En abordant des questions aussi sensibles les unes que les autres, ne craignez-vous pas des attaques violentes des conservateurs ?
Oui, je les attends avec impatience. J’aime être combattue encore plus que j’aime être insultée. Le jour où, j’espère qu’il ne viendra pas, je serai aimée ou juste lue par les conservateurs, je me poserai des questions et je saurai que j’ai cessé de penser pour devenir un produit. Je suis fière d’être critiquée, attaquée et parfois haïe par les conservateurs qui sont souvent simplement les idiots utiles du patriarcat ou de la phallocratie. Je le dis sans équivoque : il y a des personnes à qui je tiens absolument à déplaire et leurs attaques, plus elles sont violentes, me ravissent.
A vous lire, on a l’impression que vous êtes passée de l’amour filial fou à la douleur, une douleur qui s’est muée vers la fin en rage. Cette rage, serait-elle votre moteur ?
En général, mais heureusement c’est de moins en moins le cas, lorsqu’une femme est en colère, beaucoup, trop s’obstinent à ne voir que sa colère et non ce qu’elle pointe du doigt pour ne pas se poser l’unique question essentielle qui est celle de savoir si cette colère est appropriée et tout simplement juste. Le but est de la délégitimer, faire de toute femme qui dit des vérités, qui la hurle même poétiquement, même artistiquement, une hystérique en la réduisant en être en soi. J’ai la chance d’être née marginale et d’avoir eu le privilège d’être une handicapée dans un monde faux et fauve, donc je sais enfin faire de tout cela et comment me défendre et retourner tout cela. Oui, je suis une femme en colère, je suis même pire que cela, je suis une femme revancharde, mais je ne suis pas cela, je suis un écrivain qui sait quoi faire de sa colère, qui sait la polir, la sculpter afin de la rendre littéraire et peut-être utile. Il n’y a pas de rage. La rage est toujours destructrice et ne permet pas de créer. Par contre oui, il y a de la douleur, des douleurs qui sont autant folles que mes amours, mais qui forcent à regarder, à m’examiner, à me déshabiller, à écrire comme le disait Duras, pour me massacrer. Mon nombrilisme apparent est un humanisme.
Dans un extrait de votre livre, on peut lire : « A sa fille handicapée, son garçon manqué, mon père a préféré son fils raté ! » Quelle est aujourd’hui la nature de votre relation avec votre frère ?

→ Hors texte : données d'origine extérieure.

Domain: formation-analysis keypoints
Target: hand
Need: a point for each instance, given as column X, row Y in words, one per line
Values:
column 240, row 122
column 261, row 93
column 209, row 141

Christelle Nadia Fotso : Ma relation avec Yves Michel Fotso n’a pas changé. Elle ne peut plus évoluer. Il y a eu non seulement du sang sur les murs, mais sur les draps et sur les mains. Il me connaît. Je le connais. Il sait que je sais, que je suis non pas que la fille de son père, mais sa mère et qu’à la fin ce ne sont pas les armes qui vont parler comme le disait Mitterrand, mais la chair et la profondeur. Le matériel, l’argent ont beau être le nerf de la guerre, ils ne suffisent pas. Il se trouve que les mots sont de mon côté et qu’ils ne mentent pas ! J’aimerais pouvoir lui souhaiter tout le bonheur du monde, mais Brutus ne peut vivre heureux comme tous les patricides !
Avez-vous déjà songé à l’éventualité de surmonter votre douleur et de faire la paix avec votre père, Victor Fotso ?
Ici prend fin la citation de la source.